Monday, May 10, 2010

Lean On Pete

It was in the midst of a phone interview in Dublin or Belfast and the writer asked me if I’d heard of Willy Vlautin. Willy’s the leader of a band called Richmond Fontaine. I’d heard good things about the band, I said. “Well,” says the interviewer, “you ought to check out his novels. You’d appreciate his writing.” I winced. I’ve given up on current fiction. Most of it. Regardless of what the “New York Times” or “The New Yorker” may be laying on us, I don’t have time for the pretentious, vacuous cooing of the step-children of Joyce Carol Oates and Paul Auster. I usually give up after one page if I get the impression novelists are “writing At me,” with prose meant to impress with arch-style and form, rather than heartfelt content and well drawn believable characters. I don’t want to be constantly jerked out of the story in boredom and disgust. If there even IS a story. If I don’t care what the hell happens to the main characters or characters in a story I usually lay the book down or turn off the movie. I’d rather paint. You get the picture. Ditto songs and records.

But I got in touch with Willy Vlautin and he sent me his three novels. I’ve read “The Motel Life;” a damn good saga about the backside of Reno and two brothers living in seedy motels. I just finished Willy’s most recent book, “Lean on Pete,” about a kid who steals a broke-down race horse. Willy writes as if he’s the bastard child of Raymond Carver, with a little Salinger thrown into the mix. Other critics have mentioned Steinbeck. (Literary comparisons are a cheap shot. Sorry…they’re easy to toss around to make a quick point.) Willy Vlautin’s “voice” carries on the tone of the kid in Raymond Carver’s story: “Nobody Said Anything;” the voice of an American “kid” who’s telling us about his journey.
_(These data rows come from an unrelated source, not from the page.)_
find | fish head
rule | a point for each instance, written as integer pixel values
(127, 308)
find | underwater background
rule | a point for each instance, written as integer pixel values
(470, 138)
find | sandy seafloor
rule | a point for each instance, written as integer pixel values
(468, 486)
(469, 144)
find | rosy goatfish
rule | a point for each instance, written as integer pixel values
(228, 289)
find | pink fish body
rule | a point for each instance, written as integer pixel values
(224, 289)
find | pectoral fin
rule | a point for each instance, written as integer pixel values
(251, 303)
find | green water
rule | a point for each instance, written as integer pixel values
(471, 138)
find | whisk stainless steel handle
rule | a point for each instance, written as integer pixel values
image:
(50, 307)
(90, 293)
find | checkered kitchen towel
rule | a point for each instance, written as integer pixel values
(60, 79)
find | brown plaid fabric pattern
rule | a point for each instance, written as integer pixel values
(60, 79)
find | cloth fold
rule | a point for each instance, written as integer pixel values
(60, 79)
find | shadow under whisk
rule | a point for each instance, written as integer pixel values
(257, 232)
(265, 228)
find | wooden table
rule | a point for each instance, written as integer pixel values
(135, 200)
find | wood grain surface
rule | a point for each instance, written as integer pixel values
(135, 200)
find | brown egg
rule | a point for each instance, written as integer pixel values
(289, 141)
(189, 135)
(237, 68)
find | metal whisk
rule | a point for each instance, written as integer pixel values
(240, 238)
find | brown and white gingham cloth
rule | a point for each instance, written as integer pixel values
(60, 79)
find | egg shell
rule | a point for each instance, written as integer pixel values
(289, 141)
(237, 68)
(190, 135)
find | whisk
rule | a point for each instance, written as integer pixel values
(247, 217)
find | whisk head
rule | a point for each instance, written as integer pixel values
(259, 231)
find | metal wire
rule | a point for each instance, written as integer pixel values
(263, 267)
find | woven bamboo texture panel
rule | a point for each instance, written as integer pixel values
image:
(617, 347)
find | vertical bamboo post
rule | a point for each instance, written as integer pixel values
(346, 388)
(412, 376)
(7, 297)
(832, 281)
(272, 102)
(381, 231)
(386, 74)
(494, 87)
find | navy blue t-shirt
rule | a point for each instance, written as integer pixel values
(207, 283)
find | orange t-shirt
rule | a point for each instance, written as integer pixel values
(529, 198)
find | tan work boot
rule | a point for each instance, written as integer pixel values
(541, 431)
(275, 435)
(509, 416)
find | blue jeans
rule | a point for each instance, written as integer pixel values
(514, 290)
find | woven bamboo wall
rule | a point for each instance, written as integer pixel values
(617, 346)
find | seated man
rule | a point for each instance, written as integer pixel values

Honest. Simple. It’s difficult to pull this off if you’re cute or insincere. Salinger slam-dunked the approach with “The Catcher in the Rye.” Holden Caulfield has our attention from the git-go with: “If you really want to hear about it….etc.” And then Holden’s breakdown spills out.

Willy told me he writes at the old Portland Meadows Race Track. Perfect. I believe the kid telling the tale in “Lean on Pete.” I grew up on the backside of Hollywood Park Race Track, and I’ve seen the hot walker and groom routine; and the junkies and winos and all the dirt of horse racing. I even owned a broke down race horse named “My Chief.” If our moral watchdogs think bullfighting is cruel, they ought to spend a season on the backside of a racetrack. And Willy Vlautin nails it.

Go get ‘em Willy. You’re a stretch runner.

(Also recommended: “The Circus at the Edge of the Earth” by Charles Wilkins. A non-fiction book on the Circus Wallenda.)